At some point I overheard Buster (my PM on analytics.twitter.com) raving about Nassim Nicholas Taleb’s books. I was intrigued without knowing too much and dove into Black Swan (even though Buster recommended Antifragile as his favorite) because I wanted to see what the deal was.
Nassim describes himself as a quant but writes like a philosopher. The book jumps around between his experiences during the Lebanese Civil War, Gaussian and Zipf distributions, blatant attacks on specific economists and thinkers and a long section in praise of Benoit Mandelbrot. Throughout are descriptions and examples of the central premise for which the book is named.
A Black Swan - an event of such low probability that it is ignored by risk models but has orders of magnitude more impact on a system than the average event - is a very satisfying idea to delve.
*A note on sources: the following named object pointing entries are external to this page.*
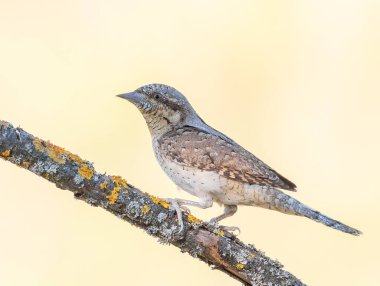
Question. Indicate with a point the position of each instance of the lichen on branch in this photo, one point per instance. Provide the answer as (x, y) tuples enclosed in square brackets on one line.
[(68, 171)]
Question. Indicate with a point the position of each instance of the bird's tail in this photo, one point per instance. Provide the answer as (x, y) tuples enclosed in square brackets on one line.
[(280, 201)]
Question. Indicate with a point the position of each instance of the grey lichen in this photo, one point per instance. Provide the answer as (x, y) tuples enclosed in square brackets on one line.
[(67, 171)]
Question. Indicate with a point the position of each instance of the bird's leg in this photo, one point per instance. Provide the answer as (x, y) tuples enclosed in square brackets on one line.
[(177, 204), (229, 210)]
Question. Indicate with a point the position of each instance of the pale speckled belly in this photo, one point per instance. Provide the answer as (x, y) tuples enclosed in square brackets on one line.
[(210, 184), (203, 183)]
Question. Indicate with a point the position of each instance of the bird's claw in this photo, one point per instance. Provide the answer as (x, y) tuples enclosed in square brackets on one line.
[(178, 209)]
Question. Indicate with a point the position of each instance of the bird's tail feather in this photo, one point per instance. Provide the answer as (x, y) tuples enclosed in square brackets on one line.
[(282, 202)]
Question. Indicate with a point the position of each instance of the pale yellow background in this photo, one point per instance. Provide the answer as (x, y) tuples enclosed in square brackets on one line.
[(295, 82)]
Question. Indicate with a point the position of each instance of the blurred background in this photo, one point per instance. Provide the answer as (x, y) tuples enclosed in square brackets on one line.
[(294, 82)]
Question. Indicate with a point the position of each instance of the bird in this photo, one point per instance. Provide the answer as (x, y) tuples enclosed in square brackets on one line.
[(209, 165)]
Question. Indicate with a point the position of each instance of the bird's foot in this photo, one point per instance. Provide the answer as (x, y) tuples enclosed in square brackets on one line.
[(178, 209)]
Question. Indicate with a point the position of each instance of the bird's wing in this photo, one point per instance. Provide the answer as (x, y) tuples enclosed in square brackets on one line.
[(190, 146)]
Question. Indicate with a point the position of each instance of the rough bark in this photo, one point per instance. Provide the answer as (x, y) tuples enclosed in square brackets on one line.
[(67, 171)]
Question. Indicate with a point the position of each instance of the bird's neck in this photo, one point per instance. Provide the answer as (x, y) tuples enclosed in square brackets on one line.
[(158, 126)]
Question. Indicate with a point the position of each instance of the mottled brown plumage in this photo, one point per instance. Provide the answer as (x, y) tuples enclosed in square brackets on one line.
[(189, 146), (208, 164)]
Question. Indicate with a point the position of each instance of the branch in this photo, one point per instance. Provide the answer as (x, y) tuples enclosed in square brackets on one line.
[(221, 250)]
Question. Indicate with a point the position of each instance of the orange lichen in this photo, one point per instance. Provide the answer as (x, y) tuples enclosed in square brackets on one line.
[(26, 164), (57, 154), (193, 219), (104, 185), (159, 201), (6, 153), (145, 210), (119, 183), (4, 123), (86, 172)]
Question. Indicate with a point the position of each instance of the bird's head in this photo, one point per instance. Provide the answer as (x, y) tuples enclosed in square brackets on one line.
[(162, 106)]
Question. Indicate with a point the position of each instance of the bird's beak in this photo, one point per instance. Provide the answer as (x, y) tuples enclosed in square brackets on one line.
[(133, 97)]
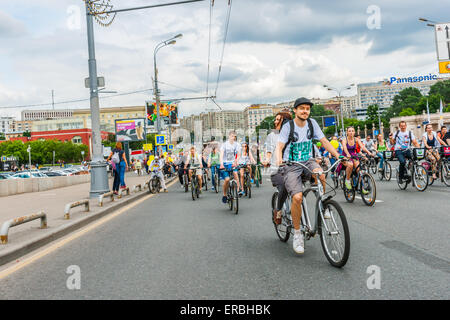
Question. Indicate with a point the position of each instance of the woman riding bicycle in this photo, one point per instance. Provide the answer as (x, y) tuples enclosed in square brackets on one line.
[(245, 160), (350, 144), (214, 164), (380, 146), (430, 141), (195, 160)]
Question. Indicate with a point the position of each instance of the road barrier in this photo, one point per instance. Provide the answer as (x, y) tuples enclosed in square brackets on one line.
[(108, 194), (127, 189), (73, 205), (18, 221)]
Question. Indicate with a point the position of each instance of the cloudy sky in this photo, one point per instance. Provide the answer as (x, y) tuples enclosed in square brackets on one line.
[(276, 50)]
Nassim points out how market crashes are always unforeseen but wind up having the most prominent impact on value over a long period. He talks about structuring income to be scalable according to Black Swans, his personal example being that insuring against them may only be profitable a few days out of decades, but pays off enough to make optimizing for them worthwhile.
Indeed, in some domains—such as scientific discovery and venture capital investments—there is a disproportionate payoff from the unknown, since you typically have little to lose and plenty to gain from a rare event. We will see that, contrary to social-science wisdom, almost no discovery, no technologies of note, came from design and planning—they were just Black Swans
One of the most compelling ideas I found was the idea that in many industries success itself is a random Black Swan. We hold up entrepreneurs, celebrities, musicians, authors as having some inherent virtues which put them ahead of their competition, but we never check to see whether their contemporaries who failed have those same qualities. Survivorship bias is brought up a lot.
A great deal of empiricism has been done on the subject, most notably by Art De Vany, an insightful and original thinker who singlemindedly studied wild uncertainty in the movies. He showed that, sadly, much of what we ascribe to skills is an after-the-fact attribution. The movie makes the actor, he claims—and a large dose of nonlinear luck makes the movie.
So I disagree with the followers of Marx and those of Adam Smith: the reason free markets work is because they allow people to be lucky, thanks to aggressive trial and error, not by giving rewards or “incentives” for skill.
As part of a framework for talking about a Black Swan, Nassim brings up Platonic idealism in the frame of our simplified internal models for the world.
What I call Platonicity, after the ideas (and personality) of the philosopher Plato, is our tendency to mistake the map for the territory, to focus on pure and well-defined “forms,” whether objects, like triangles, or social notions, like utopias (societies built according to some blueprint of what “makes sense”), even nationalities… Platonicity is what makes us think that we understand more than we actually do.
Platonicity is what you get when you watch a Wes Anderson movie. Everything has been meticulously constructed and all actions and reactions are internally consistent to the rules of the universe. It’s what we think of as stylistic in movies, but I could certainly imagine the exposure to risk by having such a model of the real world in your head while trying to make investments or business decisions.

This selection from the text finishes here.